I nod, and I tell him I know, and that he’s right. But there’s still a grain of skepticism in me. I think it’s just become harder and harder for me to care about birds, to truly believe in something pristine, untouched. For whom does the little green jewel sit, untouched? Is it for its own intrinsic value? And if so, is that enough?

 

During my last night at the lodge the temperature dips down into the fifties. It is a friaje, the air thick with fog in the morning. I bundle inside my sleeping bag—fifty is warm compared to what I slept through while in the mountains, but this is the jungle, and my blood has already acclimatized to the hot, humid days. Who would think you’d ever have to snuggle in your sleeping bag in the Amazon Rainforest? The next morning, before I leave, I take pictures of Carmen standing in the steep roots of a giant kapok tree—she is wearing a down jacket, a hat, and gloves.

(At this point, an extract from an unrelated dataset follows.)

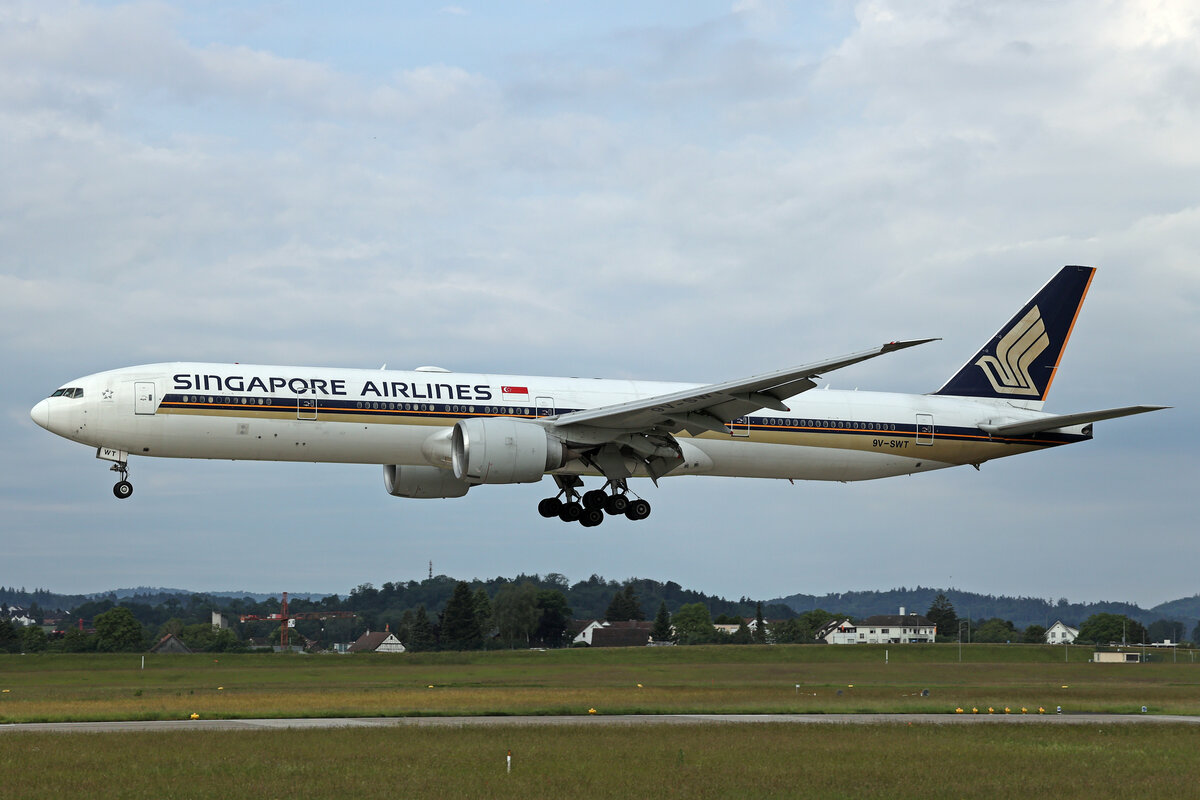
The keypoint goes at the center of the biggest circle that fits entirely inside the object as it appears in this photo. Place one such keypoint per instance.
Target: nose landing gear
(123, 488)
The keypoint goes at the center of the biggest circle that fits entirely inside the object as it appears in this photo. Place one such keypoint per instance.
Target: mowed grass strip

At breakfast, we catch the tail end of a news story about a group of children that had been recently rescued. They had been captured and trained for combat by Peru’s Marxist guerilla group, The Shining Path. There are photos of small boys holding machine guns out in a field, and then live footage of President Humala and his wife greeting boys coming off an airplane. Humala’s wife carries a small boy whose look seems entirely lost.

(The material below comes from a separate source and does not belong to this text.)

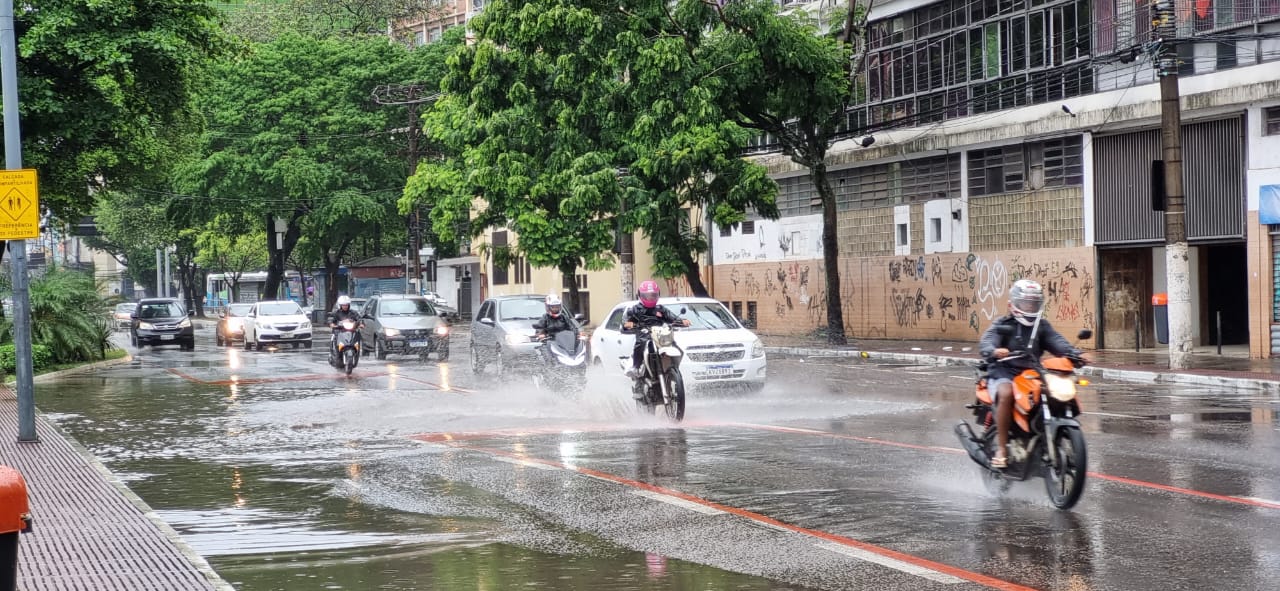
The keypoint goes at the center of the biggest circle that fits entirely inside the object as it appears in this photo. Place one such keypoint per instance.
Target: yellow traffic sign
(19, 205)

By that evening I’m back in Puerto Maldonado.

 

A few weeks later I’m in Lima, getting ready to fly back to the US. In a Chinese restaurant, I come across a new Peruvian TV show, one I haven’t seen before: a drag queen talk-show host interviewing a woman dressed like a little girl. The girl was a character from a Mexican sitcom called El Chavo del Ocho. She wears big glasses and has freckles painted across her nose, her hair pulled into pigtails. Her name in the show is La Chilindrina—named for a “freckled” Mexican pastry. The drag queen wears gold lamé and is dressed like a fortune-teller: a circus-themed show to celebrate the circus that is in Lima this week. I’ve made a Limeño friend with impeccable English, urban clothes, and a worldly sense of taste. He apologizes for Peruvian television. “It’s the worst,” he says. And I hear myself saying, “Oh, it’s not so bad. I kind of like it actually.”

Later, walking around Lima, I come across a miniscule graffiti stamp on an old colonial building. I have to practically lean in to read it. “Conga no va!” it says in tiny, stenciled letters. Such a little voice calling out into a loud, grumbling city, which seems as though it could hardly care.

It will bring me back to the jungle, where I first saw footage of protestors shouting those words. I think of how after an hour of electricity from the generator, the noise would just shut off, as though it weren’t there anymore. How the staff would go back to work. How we’d go back out to count birds or identify trees, how guides would lead their tourists, hoping that spider monkeys might be active, swinging sillily from branch to branch to branch. How normally when I think of shutting off a television, I think of turning off the fantasy that the media creates, whether it’s some corny game show, or hyperbolic headlines. But how up in that sweet, green jungle it sometimes felt the other way around—that we were stuck in some sort of hyperbolic Eden and the television held what was really happening, whether the small wars that blazed across the country, or the shallow, useless dramas. Even the screeching, pie-smooshing ridiculousness of Esto es Guerra—it seemed necessary somehow, an antidote to the turmoil.

I wonder how Carmen is faring as the only female now, and if “Bon Jovi” made it to the next round on Yo Soy Peru. And during my last few days in Peru, every time a TV turns off, I almost expect to hear the nearly imperceptible roar of howler monkeys in the distance, for a passing rain shower to darken the sky.